The syndrome of spontaneous intracranial hypotension (SIH) was first described in 1938 and was considered a rare disorder. Because all of SIH occur secondary to spontaneous spinal cerebrospinal fluid (CSF) leak, the term: spontaneous spinal CSF leak is the preferred descriptive term. Recent evidence suggest that SIH is not rare but underdiagnosed. The spectrum of clinical and radiological manifestations is varied. The orthostatic headache and opening pressure of cerebrospinal fluid (CSF) under 60 mm H2O are cardinal diagnostic features. Treatment consist in bed rest, oral hydration, caffeine or theophylline intake, epidural blood patching, percutaneous fibrin glue injection or surgical CSF leak repair. The effectiveness of those treatment is limited and poorly studied. Author present case of 19-year-old woman with 2 days history of headache, tinnitus and photophobia. On neurologic examination patient presented only vertical diplopia.
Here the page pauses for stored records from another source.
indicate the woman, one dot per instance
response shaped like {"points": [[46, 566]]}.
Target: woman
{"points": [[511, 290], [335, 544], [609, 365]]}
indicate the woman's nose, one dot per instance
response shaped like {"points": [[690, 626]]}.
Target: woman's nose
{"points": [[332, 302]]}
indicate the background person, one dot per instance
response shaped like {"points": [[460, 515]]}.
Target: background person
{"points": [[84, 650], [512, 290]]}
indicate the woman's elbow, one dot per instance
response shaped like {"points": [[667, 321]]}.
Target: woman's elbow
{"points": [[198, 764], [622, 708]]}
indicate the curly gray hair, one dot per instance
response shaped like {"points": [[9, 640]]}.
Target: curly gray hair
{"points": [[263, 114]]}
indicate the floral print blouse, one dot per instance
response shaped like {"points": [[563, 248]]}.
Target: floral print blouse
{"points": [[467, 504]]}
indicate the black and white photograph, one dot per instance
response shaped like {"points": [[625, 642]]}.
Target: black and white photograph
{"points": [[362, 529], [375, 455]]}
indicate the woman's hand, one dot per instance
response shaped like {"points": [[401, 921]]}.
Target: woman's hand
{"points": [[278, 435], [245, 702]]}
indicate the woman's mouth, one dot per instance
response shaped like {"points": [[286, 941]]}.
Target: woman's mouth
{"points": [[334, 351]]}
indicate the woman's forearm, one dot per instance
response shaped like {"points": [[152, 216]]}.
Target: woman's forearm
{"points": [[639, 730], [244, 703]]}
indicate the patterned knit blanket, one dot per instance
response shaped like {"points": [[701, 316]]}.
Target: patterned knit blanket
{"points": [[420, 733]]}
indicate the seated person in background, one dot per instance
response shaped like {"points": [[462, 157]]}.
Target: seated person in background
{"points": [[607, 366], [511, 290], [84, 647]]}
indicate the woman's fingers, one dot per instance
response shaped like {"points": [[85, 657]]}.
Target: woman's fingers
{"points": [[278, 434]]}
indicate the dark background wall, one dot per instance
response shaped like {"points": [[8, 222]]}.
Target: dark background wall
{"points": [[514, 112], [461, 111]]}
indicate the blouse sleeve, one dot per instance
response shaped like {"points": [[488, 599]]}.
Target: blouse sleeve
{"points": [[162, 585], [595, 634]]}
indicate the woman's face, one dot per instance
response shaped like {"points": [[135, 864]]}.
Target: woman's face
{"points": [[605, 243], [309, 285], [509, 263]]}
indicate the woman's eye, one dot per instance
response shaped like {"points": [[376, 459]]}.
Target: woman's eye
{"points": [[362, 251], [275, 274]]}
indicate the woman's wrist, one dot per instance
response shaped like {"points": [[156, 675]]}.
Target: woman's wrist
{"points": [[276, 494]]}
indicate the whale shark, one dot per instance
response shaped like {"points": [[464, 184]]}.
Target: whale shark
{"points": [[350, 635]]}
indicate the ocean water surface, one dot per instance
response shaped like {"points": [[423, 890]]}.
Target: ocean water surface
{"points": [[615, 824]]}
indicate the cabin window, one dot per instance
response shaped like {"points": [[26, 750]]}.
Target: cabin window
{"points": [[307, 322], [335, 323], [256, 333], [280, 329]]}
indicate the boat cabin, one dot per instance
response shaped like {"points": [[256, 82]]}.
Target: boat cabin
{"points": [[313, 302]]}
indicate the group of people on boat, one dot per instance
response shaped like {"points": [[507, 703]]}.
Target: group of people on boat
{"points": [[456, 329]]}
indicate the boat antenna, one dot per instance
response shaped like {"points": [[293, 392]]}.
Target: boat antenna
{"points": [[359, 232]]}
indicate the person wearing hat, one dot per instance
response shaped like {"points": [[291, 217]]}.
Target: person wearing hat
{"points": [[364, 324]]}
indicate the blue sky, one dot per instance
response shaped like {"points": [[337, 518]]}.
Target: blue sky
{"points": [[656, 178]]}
CT of head showed swelling of brain and contractions of cerebral ventricles. A lumbar puncture on the day after admission excluded neuroinfection and subarachnoid haemorrhage. The CSF opening pressure was 15 mm H2O. An MRI of cervical, thoracic and lumbar spine did not show any potential structures connected with CSF leak. Myelo-CT showed in lumbar region four places of CSF leak. This case demonstrates some of the potential diagnostic difficulties and unusual cause for sudden onset headache.